Defence & Security Issues

Indo-French Joint Air Exercise Garuda-VI Begins

  • The Garuda-VI joint exercise between Indian Air Force and French Air will see the most potent fighter aircrafts of the two countries.

Garuda VI

About Garuda VI military exercise:

  • The Indian Air Force and French Air Force participated in a bilateral air exercise Garuda VI at Mont de Marsan in France.
  • The exercise, which took place in July 2019, saw the most potent fighter aircraft of the two countries going head-to-head to validate the latest defence strategies and fine-tune their waging capabilities.
  • This is the sixth edition of Exercise Garuda. The last exercise, ‘Garuda V’ was held at Air Force Station Jodhpur in 2014.


Art & Culture

About Jagannath Rath Yatra

It is an annual event, which is celebrated in the month of June or July.

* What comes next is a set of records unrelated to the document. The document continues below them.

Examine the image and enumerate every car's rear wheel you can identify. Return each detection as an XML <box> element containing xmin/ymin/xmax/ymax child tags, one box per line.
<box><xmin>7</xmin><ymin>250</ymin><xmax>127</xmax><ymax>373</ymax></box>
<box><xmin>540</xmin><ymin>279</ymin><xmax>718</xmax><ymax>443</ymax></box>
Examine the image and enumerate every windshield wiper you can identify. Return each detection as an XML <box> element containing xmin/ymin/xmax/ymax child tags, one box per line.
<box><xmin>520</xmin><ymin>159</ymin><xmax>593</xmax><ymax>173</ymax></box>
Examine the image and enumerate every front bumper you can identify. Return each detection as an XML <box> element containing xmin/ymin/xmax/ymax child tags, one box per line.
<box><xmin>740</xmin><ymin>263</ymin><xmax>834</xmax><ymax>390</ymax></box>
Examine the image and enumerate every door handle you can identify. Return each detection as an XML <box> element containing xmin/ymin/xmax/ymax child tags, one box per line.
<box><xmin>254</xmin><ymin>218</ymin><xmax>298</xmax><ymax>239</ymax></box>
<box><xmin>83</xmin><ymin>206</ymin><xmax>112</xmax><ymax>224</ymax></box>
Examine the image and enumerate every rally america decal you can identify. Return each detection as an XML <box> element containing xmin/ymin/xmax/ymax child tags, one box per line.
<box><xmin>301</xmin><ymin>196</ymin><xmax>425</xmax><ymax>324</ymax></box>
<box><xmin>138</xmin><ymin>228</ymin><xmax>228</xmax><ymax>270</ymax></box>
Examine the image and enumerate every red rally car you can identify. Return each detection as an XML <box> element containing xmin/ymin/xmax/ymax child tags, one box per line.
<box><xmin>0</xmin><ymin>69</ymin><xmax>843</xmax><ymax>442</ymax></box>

More about Jagannath Rath Yatra:


  • It is also called Gundicha Yatra, Chariot Festival, Dasavatara and Navadina Yatra.
  • The festival is celebrated on the 2nd day of the Shukla Paksha, Ashadh month according to the traditional Oriya Calendar.
  • It is dedicated to Lord Jagannath (Lord Krishna), his sister Goddess Subhadra and his elder brother Lord Balabhadra.
  • During this festival, the wooden idols of the three deities are taken from the Jagannath Temple to the Gundicha Temple. These idols are placed in decorative chariots.
  • All the three deities of the temple – Jagannath, Subhadra and Balabhadra – travel in three different chariots during this festival. The chariots are called Nandighosha, Taladhwaja, and Devadalana respectively.

Why is Rath Yatra Celebrated?

  • Rath Yatra is organized in Puri, It is believed that every year Lord Jagannath wishes to visit his birthplace Mathura for a few days. To fulfill this desire of his, this Yatra is conducted each year.

About Jagannath temple

  • Jagannath temple is one of the orthodox Hindu temples in India where only hindus or followers of hinduism are allowed.
[Ref: Times of India]


Key Facts for Prelims

SDG Dashboard launched

Union Ministry of Statistics and Programme Implementation (MoSPI) launched India’s first Sustainable Development Goal (SDG) dashboard.


  • It was launched on occasion of National Statistics Day (on June 29) which marks birth anniversary of Prof. P C Mahalanobis.

Key facts:

  • SDG dashboard was launched in a bid to effectively track country’s progress on Agenda 2030 adopted by UN
  • It is a unique, searchable platform, which provides data and insights on how India is progressing on SDGs.
  • SDG Dashboard is developed in partnership with United Nation in India, Department for International Development (DFID) India and data intelligence firm Social Cops.
  • It will be India’s official data repository of National Indicator Framework (NIF) on SDGs, which is India’s largest monitoring framework with 306 statistical indicators.
[Ref: The Hindu]


India-assisted IT-biotech park inaugurated in Cote d’Ivoire

  • Mahatma Gandhi Information Technology and Biotechnology Park (MGIT-BP) built with India’s assistance was recently inaugurated at Grand-Bassam in Cote d’Ivoire.
  • MGIT-BP is a dedicated Free Trade Zone (FTZ) for IT and Biotechnology.
  • It is being built with India’s assistance through EXIM Bank Line of Credit (LoC) of $20 million.

Location of Cote d’Ivoire:


  • Cote d’Ivoire or Ivory Coast is a country located on the south coast of West Africa.
  • It borders Guinea and Liberia to the west, Burkina Faso and Mali to the north, Ghana to the east, and the Gulf of Guinea (Atlantic Ocean) to the south.